As for the boquerones… Craig really enjoyed his little fish. There was something about the smell that bothered me, plus the fact that they were whole fish kind of grossed me out. I have a long way to go in my eating adventurousness if we’re going to make the most of our time in France! Baby steps…
There was a really nice lady sitting at the counter where we were standing, and when she saw us taking photos of half of the sandwich with Craig’s phone, she motioned that we should take a photo of the full sandwich and plate of fish, and she moved out of the way to let us do so. When she was done eating, she gave us her seat at the counter and said goodbye.
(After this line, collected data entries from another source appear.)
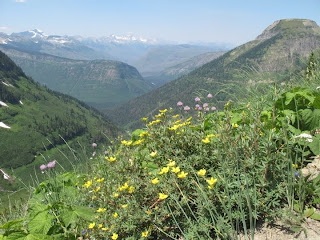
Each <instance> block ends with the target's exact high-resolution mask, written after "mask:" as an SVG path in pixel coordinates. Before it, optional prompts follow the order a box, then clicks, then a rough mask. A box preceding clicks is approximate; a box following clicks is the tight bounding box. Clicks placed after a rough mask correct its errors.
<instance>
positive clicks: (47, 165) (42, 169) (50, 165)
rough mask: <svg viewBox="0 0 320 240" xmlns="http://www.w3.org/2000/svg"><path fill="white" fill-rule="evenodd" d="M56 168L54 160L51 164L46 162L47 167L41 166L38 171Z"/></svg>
mask: <svg viewBox="0 0 320 240" xmlns="http://www.w3.org/2000/svg"><path fill="white" fill-rule="evenodd" d="M55 166H56V160H53V161H52V162H48V164H47V165H45V164H42V165H41V166H40V170H41V171H42V172H43V171H44V170H46V169H47V168H54V167H55Z"/></svg>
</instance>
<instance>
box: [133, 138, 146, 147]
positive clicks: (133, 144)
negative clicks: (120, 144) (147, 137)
mask: <svg viewBox="0 0 320 240" xmlns="http://www.w3.org/2000/svg"><path fill="white" fill-rule="evenodd" d="M143 142H144V139H139V140H137V141H135V142H134V143H133V146H136V145H139V144H141V143H143Z"/></svg>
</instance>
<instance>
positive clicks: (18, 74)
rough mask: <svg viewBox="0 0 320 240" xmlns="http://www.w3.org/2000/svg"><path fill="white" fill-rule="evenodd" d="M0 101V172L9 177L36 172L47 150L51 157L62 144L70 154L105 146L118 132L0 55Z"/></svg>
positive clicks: (97, 116) (86, 109)
mask: <svg viewBox="0 0 320 240" xmlns="http://www.w3.org/2000/svg"><path fill="white" fill-rule="evenodd" d="M0 101H1V102H0V103H2V104H1V105H0V122H1V125H0V126H1V127H0V168H1V169H5V171H8V172H9V173H10V174H11V170H15V171H17V172H19V173H21V174H22V175H24V174H30V173H32V172H33V171H34V170H33V165H36V167H37V169H38V167H39V165H40V163H44V162H45V161H46V160H44V159H43V158H42V157H40V156H39V155H40V154H44V152H45V151H46V150H48V152H47V153H49V155H50V156H49V157H52V158H55V157H57V156H58V155H59V152H58V150H61V149H62V148H67V147H66V144H65V143H66V142H67V143H68V144H69V146H70V147H71V148H73V149H74V150H75V152H72V151H70V150H69V153H70V154H71V155H73V154H77V153H76V152H77V150H79V151H80V150H81V151H82V150H83V151H86V149H87V148H88V147H90V146H91V143H92V142H96V141H97V142H101V143H107V142H108V139H107V138H108V137H109V138H111V139H112V138H114V137H115V136H116V135H117V133H118V131H119V130H118V129H117V128H116V127H115V126H114V125H113V124H111V123H110V122H109V120H107V119H106V118H105V117H103V116H102V115H101V114H100V113H98V112H97V111H96V110H94V109H91V108H89V107H88V106H86V105H85V104H83V103H81V102H79V101H78V100H76V99H74V98H72V97H69V96H66V95H63V94H61V93H57V92H54V91H51V90H48V89H47V88H45V87H42V86H41V85H40V84H38V83H36V82H34V81H33V80H32V79H30V78H28V77H26V75H25V74H24V73H23V72H22V70H21V69H20V68H19V67H17V66H16V65H15V64H14V62H13V61H11V60H10V59H9V58H8V57H7V56H6V55H5V54H4V53H2V52H0ZM65 141H66V142H65ZM46 155H47V154H46ZM59 161H60V163H61V164H62V165H65V164H64V161H67V160H66V158H64V157H62V158H61V156H60V158H59ZM69 161H70V159H69ZM68 164H69V162H68ZM20 177H21V176H20ZM1 182H2V181H0V184H1ZM0 187H1V186H0Z"/></svg>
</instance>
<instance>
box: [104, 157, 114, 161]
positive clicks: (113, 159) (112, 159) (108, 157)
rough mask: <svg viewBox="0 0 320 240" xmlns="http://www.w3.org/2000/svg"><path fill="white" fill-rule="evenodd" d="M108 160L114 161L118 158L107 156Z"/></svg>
mask: <svg viewBox="0 0 320 240" xmlns="http://www.w3.org/2000/svg"><path fill="white" fill-rule="evenodd" d="M105 159H106V160H108V161H109V162H114V161H115V160H116V158H115V157H105Z"/></svg>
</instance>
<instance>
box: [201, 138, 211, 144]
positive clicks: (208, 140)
mask: <svg viewBox="0 0 320 240" xmlns="http://www.w3.org/2000/svg"><path fill="white" fill-rule="evenodd" d="M202 142H203V143H209V142H210V139H209V138H207V137H206V138H205V139H202Z"/></svg>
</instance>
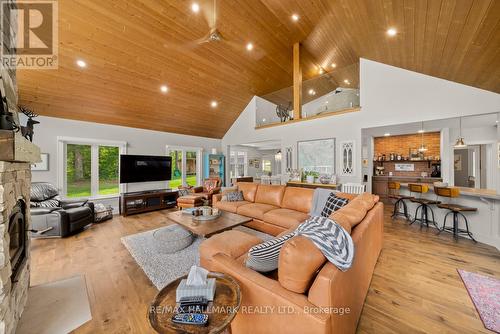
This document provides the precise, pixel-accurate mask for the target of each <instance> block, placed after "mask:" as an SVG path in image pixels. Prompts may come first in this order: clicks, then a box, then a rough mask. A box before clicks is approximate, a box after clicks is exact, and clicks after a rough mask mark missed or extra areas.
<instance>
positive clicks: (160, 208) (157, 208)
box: [120, 189, 179, 216]
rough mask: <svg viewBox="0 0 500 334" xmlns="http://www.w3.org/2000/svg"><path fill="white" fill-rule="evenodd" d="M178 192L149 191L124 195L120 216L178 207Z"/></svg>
mask: <svg viewBox="0 0 500 334" xmlns="http://www.w3.org/2000/svg"><path fill="white" fill-rule="evenodd" d="M177 197H179V194H178V192H177V190H172V189H166V190H149V191H135V192H131V193H123V194H121V195H120V214H121V215H123V216H128V215H132V214H136V213H143V212H149V211H155V210H164V209H171V208H175V207H176V206H177Z"/></svg>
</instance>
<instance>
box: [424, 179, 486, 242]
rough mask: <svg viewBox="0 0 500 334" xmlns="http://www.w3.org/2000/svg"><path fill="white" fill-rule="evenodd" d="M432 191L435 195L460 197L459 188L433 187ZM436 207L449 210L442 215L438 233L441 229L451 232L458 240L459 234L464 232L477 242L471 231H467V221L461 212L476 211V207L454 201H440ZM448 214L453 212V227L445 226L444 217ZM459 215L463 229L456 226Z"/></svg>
mask: <svg viewBox="0 0 500 334" xmlns="http://www.w3.org/2000/svg"><path fill="white" fill-rule="evenodd" d="M434 192H435V193H436V195H437V196H442V197H448V198H450V199H453V198H457V197H460V190H459V189H458V188H440V187H434ZM438 208H440V209H446V210H449V212H448V213H447V214H446V215H445V216H444V222H443V227H442V228H441V229H439V232H438V234H440V233H441V232H443V231H446V232H450V233H453V237H454V238H455V240H458V237H459V235H460V234H466V235H467V236H468V237H469V238H471V239H472V241H474V242H477V241H476V239H474V237H473V236H472V233H471V232H470V231H469V222H468V221H467V217H465V215H464V214H463V212H476V211H477V208H473V207H469V206H464V205H460V204H454V203H441V204H438ZM450 214H453V227H446V219H448V215H450ZM460 217H462V218H463V219H464V221H465V230H464V229H460V228H458V222H459V218H460Z"/></svg>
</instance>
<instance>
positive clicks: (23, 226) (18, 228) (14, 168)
mask: <svg viewBox="0 0 500 334" xmlns="http://www.w3.org/2000/svg"><path fill="white" fill-rule="evenodd" d="M4 3H6V4H8V6H5V7H3V9H4V11H7V12H4V17H3V18H2V19H3V20H4V21H3V23H4V24H3V26H2V28H5V29H2V32H1V34H2V37H3V38H2V42H3V43H2V44H1V45H0V47H1V48H2V49H3V51H4V52H7V53H8V54H15V48H13V46H15V45H16V35H15V34H16V32H17V31H18V28H17V17H16V16H15V15H14V14H15V13H17V11H14V12H13V13H9V9H12V8H15V6H16V1H15V0H8V1H4ZM2 5H5V4H2ZM9 26H10V29H9ZM0 93H1V103H2V109H1V111H2V112H5V111H8V112H10V113H12V114H13V115H14V122H15V123H16V125H17V126H19V117H18V115H17V103H18V95H17V85H16V68H12V67H10V68H5V67H3V65H2V64H1V63H0ZM1 124H4V122H2V123H1ZM3 128H4V129H9V127H3ZM38 161H40V149H39V148H38V147H37V146H35V145H33V144H32V143H31V142H30V141H28V140H27V139H25V138H23V137H22V136H21V133H20V132H19V131H18V132H14V131H12V130H1V129H0V333H1V334H3V333H6V334H10V333H14V332H15V331H16V327H17V324H18V322H19V318H20V317H21V314H22V313H23V310H24V306H25V305H26V301H27V298H28V287H29V281H30V249H29V246H30V240H29V238H28V234H27V233H28V231H29V229H30V226H31V216H30V210H29V206H30V189H31V163H34V162H38Z"/></svg>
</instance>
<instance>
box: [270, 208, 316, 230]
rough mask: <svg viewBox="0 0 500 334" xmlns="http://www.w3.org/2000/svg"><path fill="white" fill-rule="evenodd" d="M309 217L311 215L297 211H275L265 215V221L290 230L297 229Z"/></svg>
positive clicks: (289, 210) (286, 210)
mask: <svg viewBox="0 0 500 334" xmlns="http://www.w3.org/2000/svg"><path fill="white" fill-rule="evenodd" d="M308 217H309V215H307V214H305V213H303V212H299V211H295V210H290V209H275V210H272V211H268V212H266V213H265V214H264V221H266V222H268V223H271V224H274V225H278V226H281V227H284V228H286V229H290V228H295V227H297V226H298V225H299V224H300V223H302V222H304V220H306V219H307V218H308Z"/></svg>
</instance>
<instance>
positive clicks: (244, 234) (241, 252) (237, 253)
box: [200, 230, 262, 270]
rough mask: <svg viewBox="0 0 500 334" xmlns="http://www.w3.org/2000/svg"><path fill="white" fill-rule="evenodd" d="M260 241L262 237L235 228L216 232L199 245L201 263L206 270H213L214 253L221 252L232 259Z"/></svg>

We went to the Reina Sofia museum close by after this, and I spotted her at the museum: she was one of the security guards for Picasso’s Guernica! I thought that was both fun and an affirmation that we’d chosen a good place to eat.

Roscón de Reyes

Abierto

Continuing on our “like New Orleans” theme…. Spaniards have their own version of king cake. It’s called roscón de reyes, and just like with king cakes, there are multiple styles and variations. Since we can’t exactly throw a king cake party, we wanted to be judicious in our sampling of this particular local tradition. Craig had tried to purchase from our carefully-selected bakery the day before, but they were closed for siesta when he was there (also a local tradition, one that we are learning to work with). On Saturday, they were thankfully open, and we purchased our very own roscón de reyes. No filling, no candied fruit on top; very basic.

The verdict? It’s good, but not as good as king cake. The alternating sugar and toasted nuts makes for a pretty pastry, but the unevenness isn’t as good as the glazing on a traditional king cake. There was a trinket in the cake, and I got it. We originally thought it was a donkey and were very confused. The internet was not helpful in clearing up the meaning of the donkey, and we kept expecting to get other trinkets. We now realize it’s a bull, which is only slightly less confusing, as there weren’t any other things in the cake like the predicted bean or baby. I guess I have to throw the next roscón de reyes party – you are all invited! Since personal space (or seating) is apparently not an issue in Madrid, there is no need to limit the list.

Our día de la cultura may not have been the healthiest day we’ve had in Spain so far (nor the cheapest), but it was definitely fun to try out some of the local traditions and experience how friendly and nice the madrileños are.